I have read that abstinence-only programs just don't work. But I'm really worried that my Jason, my 16-year-old, needs to be taught to respect his girlfriends more. How can a school sex ed class instill that in him?

Answer:

ParentingTeensOnline expert, Martha R. Roper, M.A. , discusses "How can schools encourage teens to be more ethical?". Martha has been a teacher since 1970, and a nationally known health and sexuality educator for 25 years. She has a B.S. in Education from Texas Christian University, and a Masters Degree in Family and Community Relations from Columbia University Teachers' College in New York. She answers:

Schools are only a part of what makes adolescents who they are. It’s unrealistic to expect a sex ed class, or any class, to teach students what they need to hear at the moment they need to hear it.

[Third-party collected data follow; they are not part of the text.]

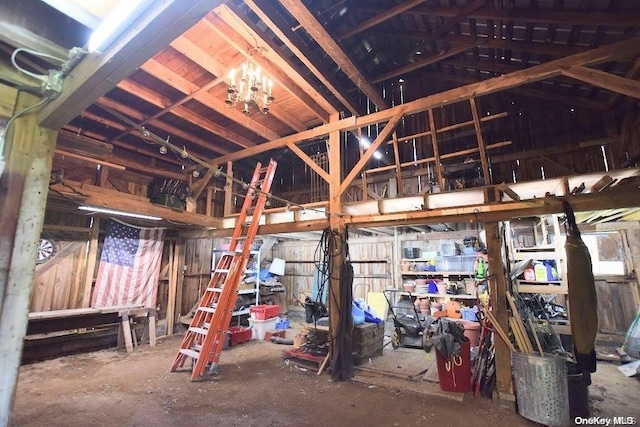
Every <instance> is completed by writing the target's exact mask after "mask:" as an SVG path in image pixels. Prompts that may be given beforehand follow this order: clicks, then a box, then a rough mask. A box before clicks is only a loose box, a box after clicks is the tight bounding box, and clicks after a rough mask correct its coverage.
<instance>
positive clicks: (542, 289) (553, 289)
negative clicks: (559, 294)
mask: <svg viewBox="0 0 640 427" xmlns="http://www.w3.org/2000/svg"><path fill="white" fill-rule="evenodd" d="M547 283H548V282H547ZM517 289H518V292H519V293H521V294H562V295H567V294H568V293H569V289H568V288H567V287H566V286H562V285H529V284H527V285H524V284H522V285H521V284H518V287H517Z"/></svg>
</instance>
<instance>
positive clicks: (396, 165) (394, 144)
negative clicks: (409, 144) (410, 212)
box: [392, 132, 404, 197]
mask: <svg viewBox="0 0 640 427" xmlns="http://www.w3.org/2000/svg"><path fill="white" fill-rule="evenodd" d="M392 138H393V157H394V160H395V163H396V182H397V185H398V189H397V190H398V196H399V197H404V190H403V189H402V168H401V167H400V152H399V151H398V134H397V132H393V136H392Z"/></svg>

Parents and peers have the most influence on kids, so filling your child’s lives with athletics and co-curricular activities is one way to promote your values and control who is in the peer group. Parents want help from schools, and it is realistic to ask your school to set a tone of decency about respect, responsibility, honesty, integrity, and other moral values, so perhaps you might check to see whether your school has a character education program in place. If not, you could start the conversation with the principal or a school board member. A good source for information is Search Institute. http://www.search-institute.org. I think the question behind the question is: How can I help my son think less about “sex” and more about friendship with the girls he dates. The short answer is: You can’t. However, you can make sure that your son has many conversations with you about sexuality and that there are books and positive internet sources about sexuality available for him near the family TV.